Homer Caroline S E, Turkmani Sabera, Rumsey Michele
Centre for Midwifery, Child and Family Health, WHO Collaborating Centre for Nursing, Midwifery and Health Development, Faculty of Health, University of Technology Sydney, Australia.
Centre for Midwifery, Child and Family Health, Faculty of Health, University of Technology Sydney, Australia.
Women Birth. 2017 Jun;30(3):193-199. doi: 10.1016/j.wombi.2017.02.012. Epub 2017 Mar 21.
Strengthening midwifery is a global priority. Recently, global evidence has provided momentum toward developing the midwifery workforce. In 2014, the State of the World's Midwifery 2014 Report explored midwifery services in 73 low to middle income countries. In the South Pacific region, only Papua New Guinea and the Solomon Islands were included. This means that there is little known on the state of midwifery in the small island countries in the South Pacific.
To explore the current situation of the education, regulation and association of midwives in 12 small island nations of the South Pacific and determine the gaps in these areas.
A descriptive study was undertaken. Data were collected through a survey completed by key representatives (usually the Chief Nursing and Midwifery Officer) from each of the 12 countries. Ethical approval was received from the relevant Human Research Ethics Committee.
Many of the countries had few midwives, in some instances, only two midwives for the whole country. Midwifery education programs included post-graduate diploma, certificates and bachelor degrees. Midwives were required to be registered nurses in all countries. Regulation and licensing also varied - most countries did not have a separate licensing system for midwives. Only three countries have a specific professional association for midwives.
The variation and the small number of midwives poses challenges for workforce planning. Consideration could be given to developing regional standards and potentially a shared curriculum framework. Ongoing collaboration and networking between countries is a critical part of future developments.

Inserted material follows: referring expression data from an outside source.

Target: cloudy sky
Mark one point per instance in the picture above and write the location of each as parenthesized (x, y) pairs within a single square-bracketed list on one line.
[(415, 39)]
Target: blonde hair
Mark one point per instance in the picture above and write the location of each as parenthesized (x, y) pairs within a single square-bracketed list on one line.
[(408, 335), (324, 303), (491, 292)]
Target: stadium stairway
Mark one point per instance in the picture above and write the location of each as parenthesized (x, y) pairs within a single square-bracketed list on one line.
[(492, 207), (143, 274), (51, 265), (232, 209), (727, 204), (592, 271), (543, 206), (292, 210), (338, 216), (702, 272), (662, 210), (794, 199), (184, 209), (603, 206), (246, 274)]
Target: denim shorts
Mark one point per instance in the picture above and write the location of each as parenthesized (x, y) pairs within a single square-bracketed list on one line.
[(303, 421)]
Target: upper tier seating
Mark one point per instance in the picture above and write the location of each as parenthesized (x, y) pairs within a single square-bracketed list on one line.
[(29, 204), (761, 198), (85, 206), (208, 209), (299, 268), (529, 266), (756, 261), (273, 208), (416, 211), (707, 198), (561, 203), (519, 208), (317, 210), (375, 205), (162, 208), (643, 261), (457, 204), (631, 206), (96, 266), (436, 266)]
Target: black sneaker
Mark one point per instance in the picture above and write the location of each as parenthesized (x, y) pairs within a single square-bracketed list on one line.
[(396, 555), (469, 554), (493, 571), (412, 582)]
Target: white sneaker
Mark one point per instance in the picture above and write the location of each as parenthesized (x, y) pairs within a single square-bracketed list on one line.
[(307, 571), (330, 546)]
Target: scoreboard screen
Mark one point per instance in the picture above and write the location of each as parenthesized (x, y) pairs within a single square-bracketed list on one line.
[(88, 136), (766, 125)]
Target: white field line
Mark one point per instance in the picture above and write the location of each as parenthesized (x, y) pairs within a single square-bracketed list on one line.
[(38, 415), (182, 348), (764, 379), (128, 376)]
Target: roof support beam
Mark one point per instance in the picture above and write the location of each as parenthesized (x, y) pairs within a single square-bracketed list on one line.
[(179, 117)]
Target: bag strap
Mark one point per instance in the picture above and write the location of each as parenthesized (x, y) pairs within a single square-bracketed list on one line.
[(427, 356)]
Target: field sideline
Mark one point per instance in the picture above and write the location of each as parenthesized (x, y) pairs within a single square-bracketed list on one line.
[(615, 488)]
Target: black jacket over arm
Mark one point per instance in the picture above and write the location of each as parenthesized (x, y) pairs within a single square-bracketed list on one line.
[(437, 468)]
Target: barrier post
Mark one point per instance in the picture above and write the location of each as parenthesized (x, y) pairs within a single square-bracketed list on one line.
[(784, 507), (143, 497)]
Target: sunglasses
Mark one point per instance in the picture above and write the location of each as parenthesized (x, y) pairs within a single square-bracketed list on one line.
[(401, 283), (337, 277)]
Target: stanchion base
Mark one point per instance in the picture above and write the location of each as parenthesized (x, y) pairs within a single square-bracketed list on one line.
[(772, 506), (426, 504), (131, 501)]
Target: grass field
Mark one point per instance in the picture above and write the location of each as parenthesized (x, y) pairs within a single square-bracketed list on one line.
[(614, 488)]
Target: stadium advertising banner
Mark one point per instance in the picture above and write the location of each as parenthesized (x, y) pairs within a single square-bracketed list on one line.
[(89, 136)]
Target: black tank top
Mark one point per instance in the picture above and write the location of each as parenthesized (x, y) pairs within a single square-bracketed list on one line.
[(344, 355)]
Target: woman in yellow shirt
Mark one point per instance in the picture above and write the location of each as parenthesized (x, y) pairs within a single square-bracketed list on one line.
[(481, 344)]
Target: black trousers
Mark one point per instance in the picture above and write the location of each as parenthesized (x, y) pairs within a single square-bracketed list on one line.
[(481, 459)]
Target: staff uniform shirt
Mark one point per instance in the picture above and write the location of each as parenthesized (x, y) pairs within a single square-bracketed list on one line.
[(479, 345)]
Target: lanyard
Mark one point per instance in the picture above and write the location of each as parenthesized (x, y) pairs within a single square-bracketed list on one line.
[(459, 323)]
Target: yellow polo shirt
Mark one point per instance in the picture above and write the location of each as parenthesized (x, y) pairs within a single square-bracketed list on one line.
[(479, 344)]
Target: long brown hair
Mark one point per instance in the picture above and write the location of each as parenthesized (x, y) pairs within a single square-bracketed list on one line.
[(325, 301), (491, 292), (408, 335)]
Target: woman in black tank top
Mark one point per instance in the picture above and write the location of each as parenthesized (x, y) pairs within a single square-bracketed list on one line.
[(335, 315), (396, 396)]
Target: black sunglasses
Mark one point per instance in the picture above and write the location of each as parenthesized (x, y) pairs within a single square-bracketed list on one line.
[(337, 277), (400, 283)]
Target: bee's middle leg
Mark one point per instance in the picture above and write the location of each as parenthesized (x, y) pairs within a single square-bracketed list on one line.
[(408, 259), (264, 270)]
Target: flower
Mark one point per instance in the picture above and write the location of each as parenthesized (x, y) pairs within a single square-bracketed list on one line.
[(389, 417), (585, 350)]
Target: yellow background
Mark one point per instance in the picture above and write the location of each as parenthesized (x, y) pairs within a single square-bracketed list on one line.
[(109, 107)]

加强助产工作是一项全球优先事项。最近,全球范围内的证据为发展助产士队伍提供了动力。2014年,《2014年世界助产士状况报告》探讨了73个低收入和中等收入国家的助产服务情况。在南太平洋地区,仅包括巴布亚新几内亚和所罗门群岛。这意味着对南太平洋小岛屿国家的助产士状况了解甚少。
探讨南太平洋12个小岛屿国家助产士的教育、监管和协会的现状,并确定这些领域存在的差距。
开展了一项描述性研究。数据通过对12个国家的关键代表(通常是首席护理和助产士官员)完成的一项调查收集。获得了相关人类研究伦理委员会的伦理批准。
许多国家的助产士数量很少,在某些情况下,整个国家只有两名助产士。助产士教育项目包括研究生文凭、证书和学士学位。所有国家都要求助产士为注册护士。监管和许可情况也各不相同——大多数国家没有针对助产士的单独许可制度。只有三个国家有助产士的特定专业协会。
助产士数量的差异和稀少给劳动力规划带来了挑战。可以考虑制定区域标准以及可能的共享课程框架。各国之间持续的合作和网络建设是未来发展的关键部分。